# Cat litter on floor



## Frank (Aug 3, 2007)

Has anyone used cat litter on the floor of their coop? It would really make things easier to clean up and keep things dry and less smelly. Is there any downside to using it?


----------



## ariaschreiber (Mar 28, 2009)

If you do I recommend no chemicals or deodorants, bet those are poisonous and they will eat it, why don t you choose other natural stuff, wood chips, even coarse sand (my less favorite) lava rock litter are my choice, supply stores sell them, check them out on the net in any of the pigeon supply stores


----------



## Jr Brown (May 22, 2012)

I have been using 100% clay kitty litter for years. I think it works really well. I am concerned about the fine dust but, I actually pour it from the bag into a bucket with a fan blowing across it to blow the fine dust away. Then I feel it is ready to spread on the floor. I get 7 pound bags at WalMart for about $1.07 for a bag.


----------



## pigeon george (Aug 7, 2003)

I was concerned about dust and went from daily scraping to oil absorbent, it keeps coop cleaner and drier but feel it absorbed oil better than water so tomorrow I'm switching to regular harts clay cat litter, the birds feet and tails stay cleaner with some sort of deep litter , especially the sires when they are showing off.


----------



## Jay3 (May 4, 2008)

Scraping often keeps their feet and tails pretty clean too. Only takes minutes a day. And you don't have to worry about the dust.


----------



## jak2002003 (Jan 10, 2012)

I find the best is a deep layer of sand.. just cheap builders sand or river sand.

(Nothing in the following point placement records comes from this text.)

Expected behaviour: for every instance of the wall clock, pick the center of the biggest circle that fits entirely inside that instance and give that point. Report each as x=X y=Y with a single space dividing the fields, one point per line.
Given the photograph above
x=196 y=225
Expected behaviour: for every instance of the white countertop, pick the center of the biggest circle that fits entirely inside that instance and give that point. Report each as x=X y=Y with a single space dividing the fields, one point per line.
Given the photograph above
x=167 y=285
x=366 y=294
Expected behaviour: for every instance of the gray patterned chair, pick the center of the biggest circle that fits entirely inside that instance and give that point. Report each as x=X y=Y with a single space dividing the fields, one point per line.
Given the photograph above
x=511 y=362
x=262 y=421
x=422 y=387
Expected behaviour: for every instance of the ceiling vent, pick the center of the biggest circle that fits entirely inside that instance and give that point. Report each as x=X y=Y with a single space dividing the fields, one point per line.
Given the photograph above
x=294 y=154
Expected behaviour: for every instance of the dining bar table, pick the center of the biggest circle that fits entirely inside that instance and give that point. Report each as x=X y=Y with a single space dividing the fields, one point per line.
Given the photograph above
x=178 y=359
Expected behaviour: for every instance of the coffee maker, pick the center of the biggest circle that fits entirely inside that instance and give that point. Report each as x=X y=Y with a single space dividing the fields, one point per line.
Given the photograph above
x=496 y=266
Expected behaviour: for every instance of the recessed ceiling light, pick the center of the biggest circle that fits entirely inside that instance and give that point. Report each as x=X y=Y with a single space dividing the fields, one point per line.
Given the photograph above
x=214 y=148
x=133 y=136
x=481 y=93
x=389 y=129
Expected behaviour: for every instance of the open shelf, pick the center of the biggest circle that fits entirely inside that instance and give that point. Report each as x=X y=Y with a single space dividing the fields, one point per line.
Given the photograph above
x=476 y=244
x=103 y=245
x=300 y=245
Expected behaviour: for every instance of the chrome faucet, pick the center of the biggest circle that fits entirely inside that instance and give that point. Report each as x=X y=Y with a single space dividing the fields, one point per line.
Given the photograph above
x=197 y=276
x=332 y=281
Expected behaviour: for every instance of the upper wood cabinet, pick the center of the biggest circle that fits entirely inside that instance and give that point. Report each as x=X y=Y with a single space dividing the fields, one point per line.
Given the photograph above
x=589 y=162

The poops dry out on it and raked up or sieved out (I use a large shallow plastic tray with mesh bottom to sieve out the poop once a week).

There is zero smell, so long as you keep it dry. I last all the time and never need replacing, I just add a couple sacks extra once a year.

I only have about 30 birds.

I used to dry scrape, but the loft never really looked 'clean' and the birds would step in any fresh poops and get them on then feet.. then fly up to the perches and spread it all over the place.

Also it was a lot more works that a quick round the coop with the big sieve.


----------



## OB One (Nov 5, 2016)

*I use PDZ instead of cat litter.*

In my Chicken coop, I use a layer of sand from Home Depot and lay a bag of PDZ on top of the sand. The PDZ is what the horse people use in the horse stalls to soak up the urine and kill the smell of the ammonia. It works great, no smell in my coop. I also use a small childs rake to rake up the dried poops and get em out of there.


----------



## Jay3 (May 4, 2008)

Makes it hard to check the droppings.


----------



## jak2002003 (Jan 10, 2012)

Jay3 said:


> Makes it hard to check the droppings.


Why check the droppings unless you have sick birds?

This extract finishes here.